Intervertebral disc degeneration (IVDD) is a prevalent condition causing substantial pain, muscle weakness, and functional impairment; however, the efficacy of current treatments remains limited. Therefore, candidate therapeutic targets must urgently be prioritized to guide future mechanistic and translational research. This study aims to identify genetic factors associated with IVDD and explore the underlying mechanisms through the comprehensive integration of multi-omics data.

Methods

We applied Mendelian randomization (MR) to prioritize candidate therapeutic genetic targets for IVDD using genome-wide summary statistics from the FinnGen consortium, with UK Biobank data serving as replication cohorts.
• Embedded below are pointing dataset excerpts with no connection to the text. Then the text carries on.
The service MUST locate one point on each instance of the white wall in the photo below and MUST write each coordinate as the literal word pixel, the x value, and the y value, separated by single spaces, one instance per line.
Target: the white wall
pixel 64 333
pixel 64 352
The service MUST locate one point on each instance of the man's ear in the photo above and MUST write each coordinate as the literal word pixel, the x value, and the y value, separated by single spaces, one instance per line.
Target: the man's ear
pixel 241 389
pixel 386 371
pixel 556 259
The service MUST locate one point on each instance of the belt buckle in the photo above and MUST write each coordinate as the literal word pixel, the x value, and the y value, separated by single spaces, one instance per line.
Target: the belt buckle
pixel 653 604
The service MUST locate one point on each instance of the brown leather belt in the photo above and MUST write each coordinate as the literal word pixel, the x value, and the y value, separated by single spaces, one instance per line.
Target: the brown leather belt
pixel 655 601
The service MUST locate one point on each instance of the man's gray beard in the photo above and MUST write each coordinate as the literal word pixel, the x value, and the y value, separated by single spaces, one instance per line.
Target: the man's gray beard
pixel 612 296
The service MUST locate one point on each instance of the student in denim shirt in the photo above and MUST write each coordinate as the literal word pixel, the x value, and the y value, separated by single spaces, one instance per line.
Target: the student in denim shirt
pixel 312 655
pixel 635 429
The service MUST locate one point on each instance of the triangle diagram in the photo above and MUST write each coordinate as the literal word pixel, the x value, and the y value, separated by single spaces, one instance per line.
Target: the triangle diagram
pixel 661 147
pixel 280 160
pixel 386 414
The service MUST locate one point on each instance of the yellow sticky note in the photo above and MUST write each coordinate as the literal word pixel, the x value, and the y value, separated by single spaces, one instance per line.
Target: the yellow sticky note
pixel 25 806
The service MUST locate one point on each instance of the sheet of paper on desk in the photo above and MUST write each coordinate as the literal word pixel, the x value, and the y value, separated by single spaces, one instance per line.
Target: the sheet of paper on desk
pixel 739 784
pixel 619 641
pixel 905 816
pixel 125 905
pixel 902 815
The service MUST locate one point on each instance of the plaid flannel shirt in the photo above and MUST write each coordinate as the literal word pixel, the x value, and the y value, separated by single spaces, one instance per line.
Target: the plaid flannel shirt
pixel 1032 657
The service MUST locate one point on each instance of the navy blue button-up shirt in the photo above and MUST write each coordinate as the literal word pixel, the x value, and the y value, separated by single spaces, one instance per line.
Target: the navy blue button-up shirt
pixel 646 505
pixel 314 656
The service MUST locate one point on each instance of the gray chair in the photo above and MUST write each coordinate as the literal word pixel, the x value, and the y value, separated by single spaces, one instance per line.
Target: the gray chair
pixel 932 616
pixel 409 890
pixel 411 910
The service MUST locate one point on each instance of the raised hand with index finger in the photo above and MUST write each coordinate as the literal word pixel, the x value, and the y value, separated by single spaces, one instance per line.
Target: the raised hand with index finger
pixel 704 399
We employed expression quantitative trait loci (eQTLs) and protein quantitative trait loci (pQTLs) to validate therapeutic targets at the transcriptomic and proteomic levels. We also integrated sensitivity, colocalization, SMR, genetic correlation, and reverse MR analyses. We applied PheWAS and drug prediction to assess off-target effects and evaluate therapeutic potential, respectively. Finally, we explored the potential mediation effects of candidate metabolites.

Results

We identified seven potential therapeutic targets significantly associated with IVDD risk across the FinnGen and UK Biobank cohorts. Bayesian colocalization analysis revealed strong evidence for shared causal variants at the DLK1 (PP.H4 = 0.94) and BMP6 (PP.H4 = 0.99) loci. The BMP6 cis-eQTL met the significance thresholds for SMR (p < 0.05) and HEIDI (p > 0.05). Protein-level MR analysis demonstrated that BMP6 significantly increased IVDD risk (OR = 1.19, 95% CI 1.09–1.30; p < 0.001), supported by a colocalization probability of 99% (PP.H4 = 0.99). Additionally, BMP6 satisfied the established validation thresholds in protein-level SMR and HEIDI analyses. Consequently, BMP6 was prioritized as a candidate therapeutic target for IVDD in subsequent analyses. Urate levels exhibited a nominal mediation signal linking BMP6 to IVDD (proportion mediated = 7.48%, p = 0.036), which remained suggestive after BH-FDR correction.

Conclusions

We prioritized BMP6 as a candidate therapeutic target for IVDD and identified circulating urate as a potential mediator based on a suggestive mediation signal. These findings offer new mechanistic insights into the potential relationship between BMP6, urate metabolism, and IVDD. This gene and its associated metabolite represent promising targets for IVDD intervention and may inform subsequent translational research and preclinical validation.